Infinity - Iyad Rimawi La Nhayt - Ayad Alrymawy -

Given the transliteration “la nhayt” (instead of the more precise lā nihāya ), we might infer colloquial or dialectal usage—possibly Levantine Arabic, where nhayt is a spoken shortening.

Is it a glitch? A hoax? Or the ghost of an artwork so profound that its very absence became its message? Infinity - Iyad Rimawi la nhayt - ayad alrymawy

or simply a lover of cinematic orchestral music, the track offers a 2-minute journey into a world of "no end". Where to Listen Given the transliteration “la nhayt” (instead of the

A rights dispute could have wiped his work from digital platforms. If Rimawi sold rights to a short-lived label (e.g., Ziryab Records, defunct 2005), and that label’s assets were acquired by a company that then folded without metadata migration, the work would become orphaned. Streaming algorithms automatically delist orphaned works after three years of unverified rights. Or the ghost of an artwork so profound

The track typically opens with a gentle, perhaps piano-driven or acoustic guitar introduction, setting a somber yet hopeful tone. This minimalism allows Rimawi’s voice to take center stage immediately. As the song progresses toward the chorus, the production layers build. Strings often play a significant role in Rimawi’s arrangements, swelling to mimic the feeling of an expansive horizon—fitting for a song about infinity.

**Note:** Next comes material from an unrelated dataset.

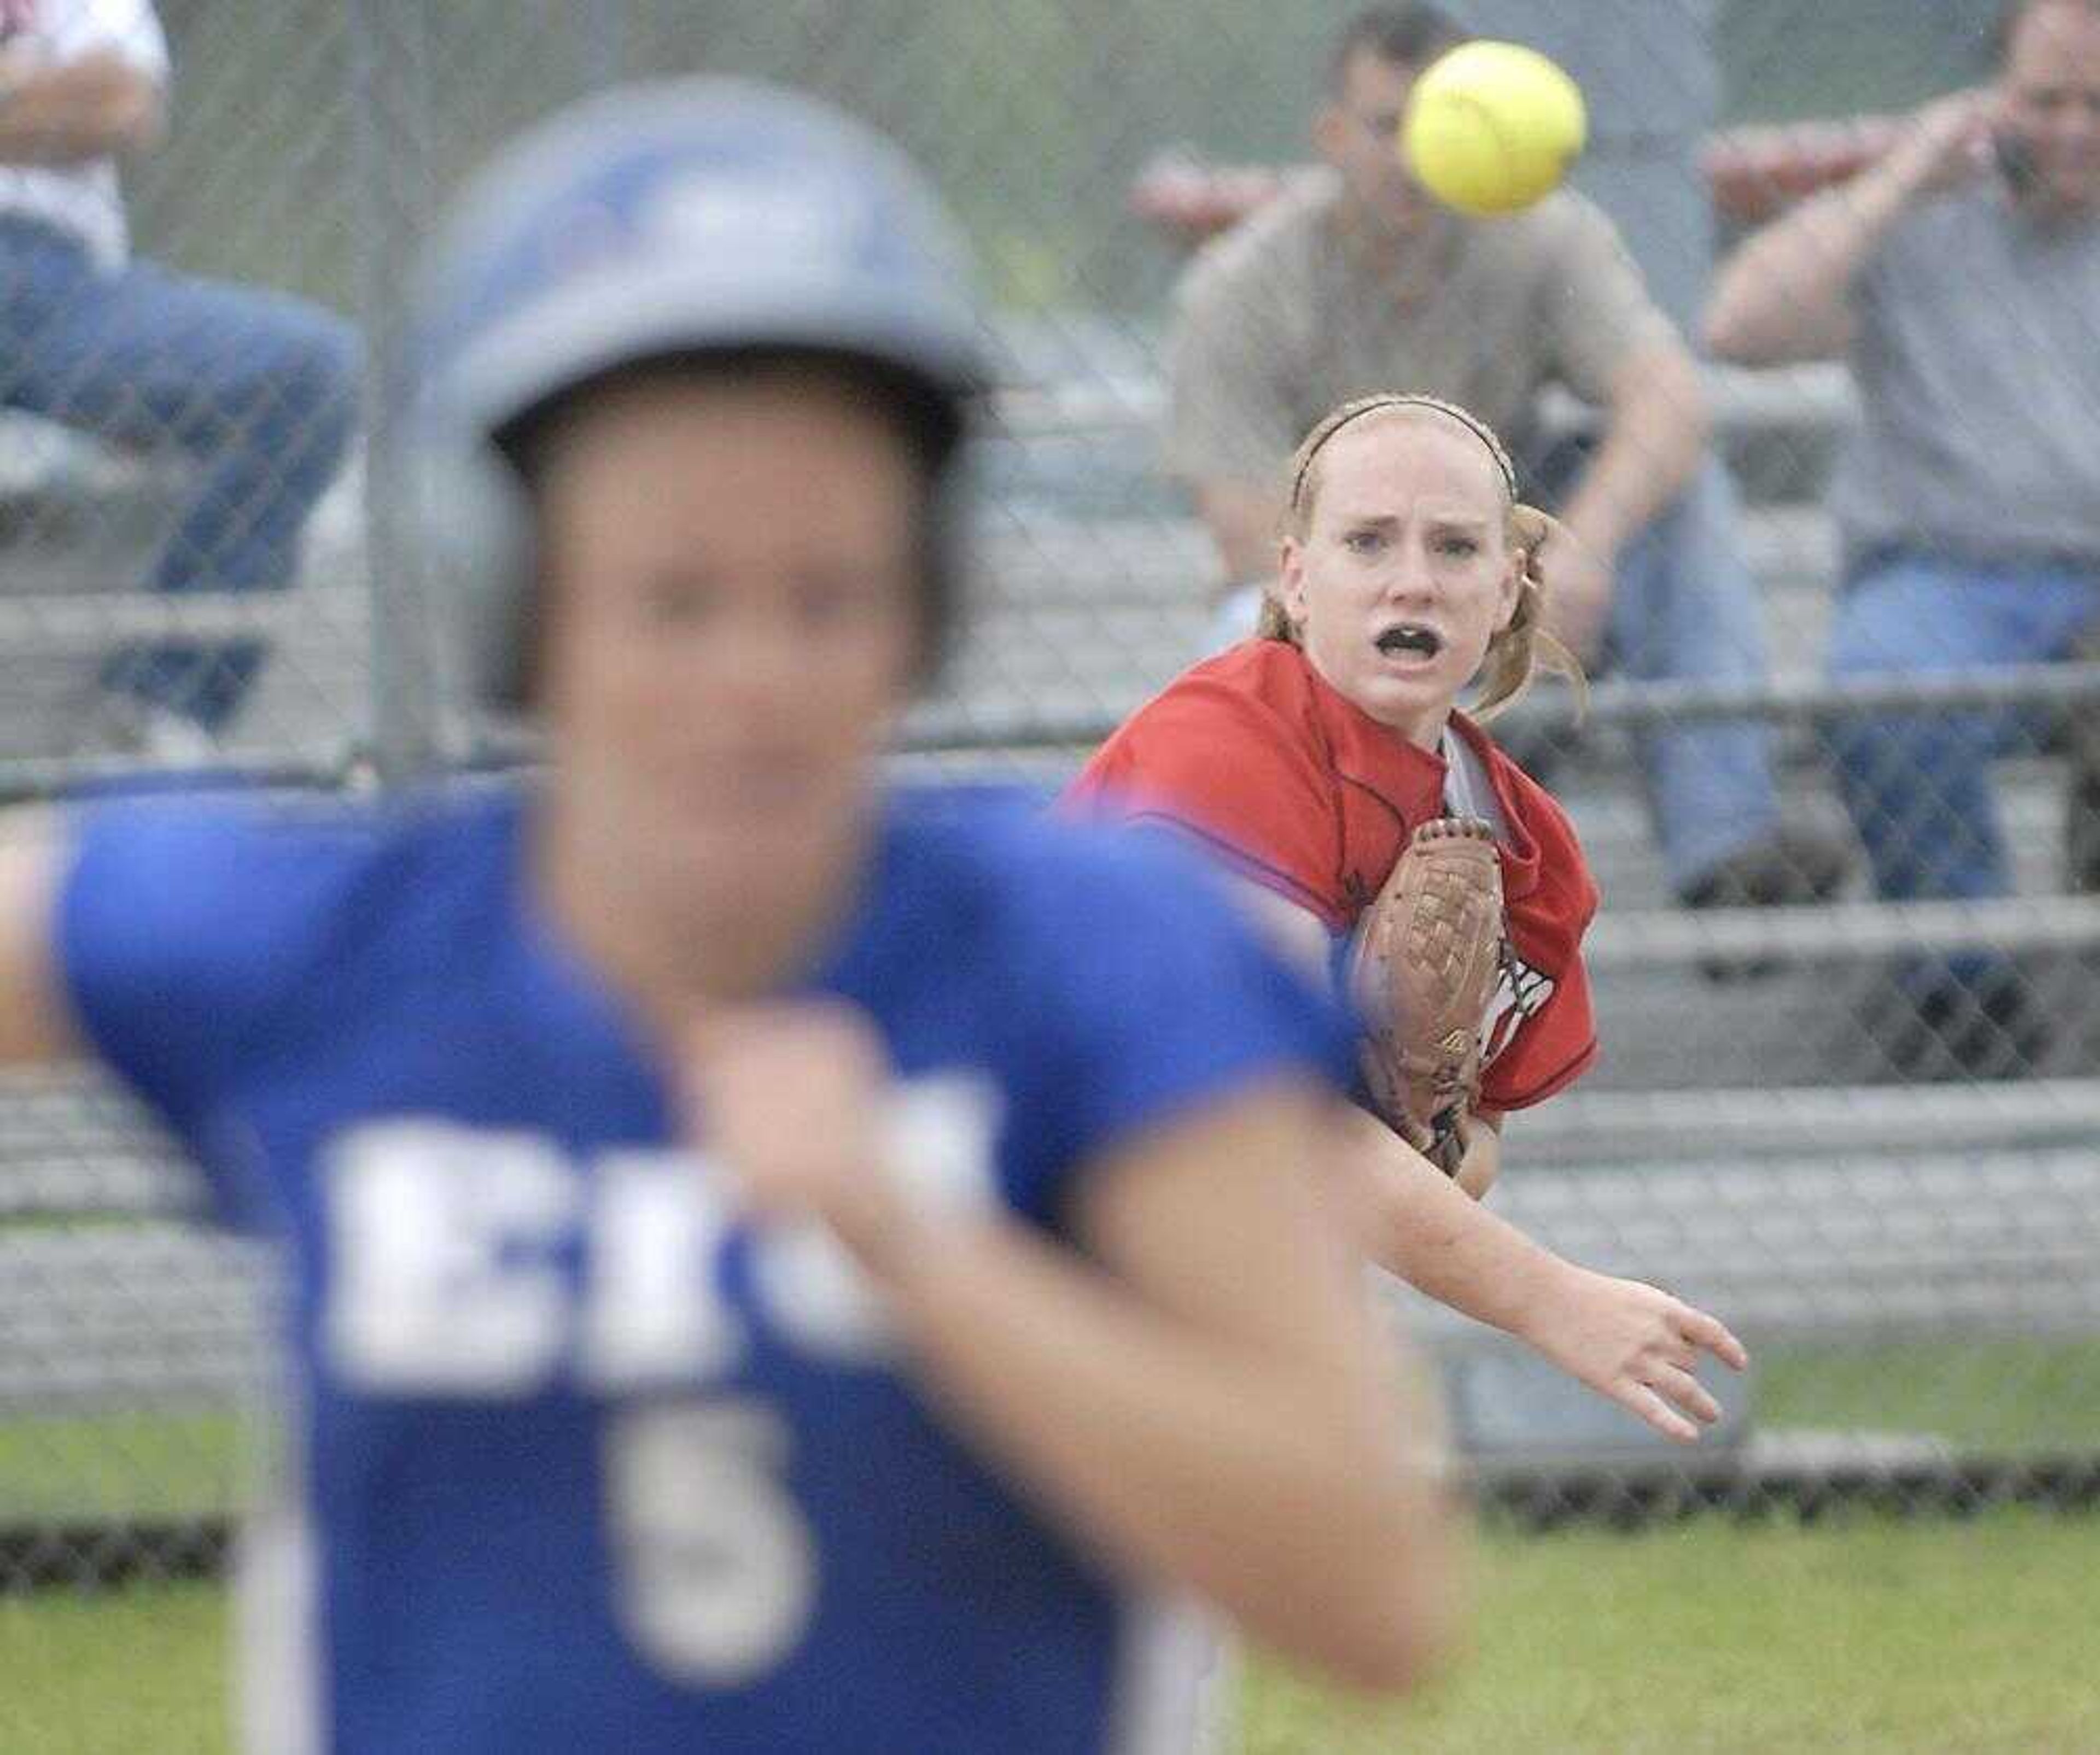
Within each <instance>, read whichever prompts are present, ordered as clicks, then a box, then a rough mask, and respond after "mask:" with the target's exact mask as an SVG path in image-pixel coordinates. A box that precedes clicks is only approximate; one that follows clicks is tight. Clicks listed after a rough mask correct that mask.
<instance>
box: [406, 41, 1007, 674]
mask: <svg viewBox="0 0 2100 1755" xmlns="http://www.w3.org/2000/svg"><path fill="white" fill-rule="evenodd" d="M970 281H972V275H970V265H968V254H966V250H964V246H962V241H960V235H958V231H955V227H953V225H951V223H949V218H947V214H945V212H943V208H941V204H939V202H937V197H934V195H932V191H930V187H928V185H926V181H924V178H922V176H920V172H918V170H916V168H913V166H911V164H909V160H905V155H903V153H901V151H899V149H897V147H895V145H890V143H888V141H886V139H882V136H880V134H876V132H871V130H867V128H863V126H859V124H855V122H850V120H846V118H844V115H840V113H836V111H832V109H825V107H823V105H819V103H813V101H811V99H802V97H796V94H792V92H785V90H779V88H773V86H762V84H752V82H741V80H720V78H693V80H674V82H664V84H651V86H630V88H622V90H615V92H607V94H601V97H596V99H590V101H586V103H580V105H575V107H571V109H567V111H563V113H561V115H556V118H552V120H550V122H544V124H542V126H538V128H533V130H529V132H527V134H525V136H521V139H519V141H514V143H512V145H510V147H508V149H506V151H504V153H502V155H500V157H498V160H496V162H493V164H491V166H489V168H487V170H483V172H481V176H479V178H475V183H472V185H470V187H468V191H466V195H464V197H462V202H460V204H458V208H456V210H454V216H451V220H449V225H447V227H445V231H443V233H441V237H439V244H437V248H435V252H433V260H430V267H428V269H426V273H424V277H422V286H420V292H418V298H416V311H414V321H412V336H409V340H412V369H414V390H412V395H414V399H416V411H414V422H416V426H418V432H420V437H422V441H424V445H426V447H428V443H430V441H435V443H437V447H439V451H441V453H445V456H447V458H449V464H451V466H454V468H437V470H435V472H433V474H435V477H437V483H441V485H435V487H433V485H430V483H428V481H426V483H424V485H422V491H424V495H433V493H435V495H439V498H441V500H443V504H439V506H435V508H433V516H435V519H437V521H439V523H441V525H443V523H451V525H454V529H451V531H449V537H451V542H454V544H456V542H458V540H460V535H462V531H460V525H462V523H472V521H475V514H472V512H470V510H468V508H462V495H460V491H458V477H460V474H462V470H464V472H470V474H481V477H500V474H506V470H504V468H502V458H500V453H498V439H500V435H504V432H506V430H514V426H517V422H521V420H523V418H525V416H529V414H531V411H533V409H540V407H544V405H548V403H550V401H552V399H554V397H559V395H563V393H565V390H571V388H575V386H580V384H584V382H588V380H592V378H596V376H601V374H607V372H613V369H617V367H622V365H632V363H636V361H645V359H653V357H672V355H682V357H689V355H708V353H752V351H804V348H806V351H811V353H821V355H829V357H840V359H846V361H859V363H865V365H871V367H876V369H880V372H882V374H884V376H886V378H892V380H895V382H897V384H899V386H903V388H905V390H907V393H909V395H911V399H913V403H916V407H913V416H916V424H918V426H922V428H924V430H926V432H928V437H930V447H928V449H930V462H932V468H934V472H937V474H941V472H943V470H945V466H947V462H949V460H951V456H953V449H955V443H958V441H960V437H962V426H964V403H966V397H968V395H970V393H972V390H974V388H976V386H979V384H981V376H983V359H981V325H979V315H976V306H974V300H972V294H970ZM426 456H428V451H426ZM487 491H496V489H493V487H491V489H487ZM508 491H510V495H512V498H514V481H512V485H510V489H508ZM479 498H483V500H485V498H487V493H481V495H479ZM481 523H483V525H489V529H483V531H479V533H475V535H472V542H475V546H477V548H479V550H487V546H489V544H491V540H493V542H496V544H500V546H502V548H506V550H508V554H506V556H489V554H483V558H481V561H479V563H477V565H470V567H462V569H460V571H462V575H464V582H462V586H460V592H462V594H464V598H466V602H462V605H460V609H462V611H464V619H466V638H468V640H470V647H472V651H470V659H472V663H475V668H477V672H479V686H481V693H483V701H485V703H487V705H493V707H504V710H514V707H519V705H523V682H525V657H527V651H529V615H531V605H529V590H531V569H529V565H527V554H525V540H527V537H525V529H527V523H525V519H523V516H519V514H514V512H506V514H500V516H498V519H493V521H491V519H489V514H487V512H483V514H481ZM932 535H934V540H932V544H930V550H928V552H930V554H932V556H934V573H937V577H932V579H928V600H930V615H928V626H930V628H932V630H937V634H939V630H941V628H943V626H945V619H947V607H949V602H947V592H949V577H947V567H945V565H943V561H941V552H943V548H945V540H947V533H945V531H934V533H932Z"/></svg>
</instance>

“Iyad al-Rimawy’s ‘La Nhayt’ is not a song. It’s a refusal. He told me once in Beirut: ‘If you want to understand infinity, stop trying to finish the track.’ He never released it commercially. Only 13 copies exist, burned to CD-R in 2003, given to friends. Each copy is different—one has 3 seconds of silence, another has 14 minutes of a crying child. The only constant is the title.”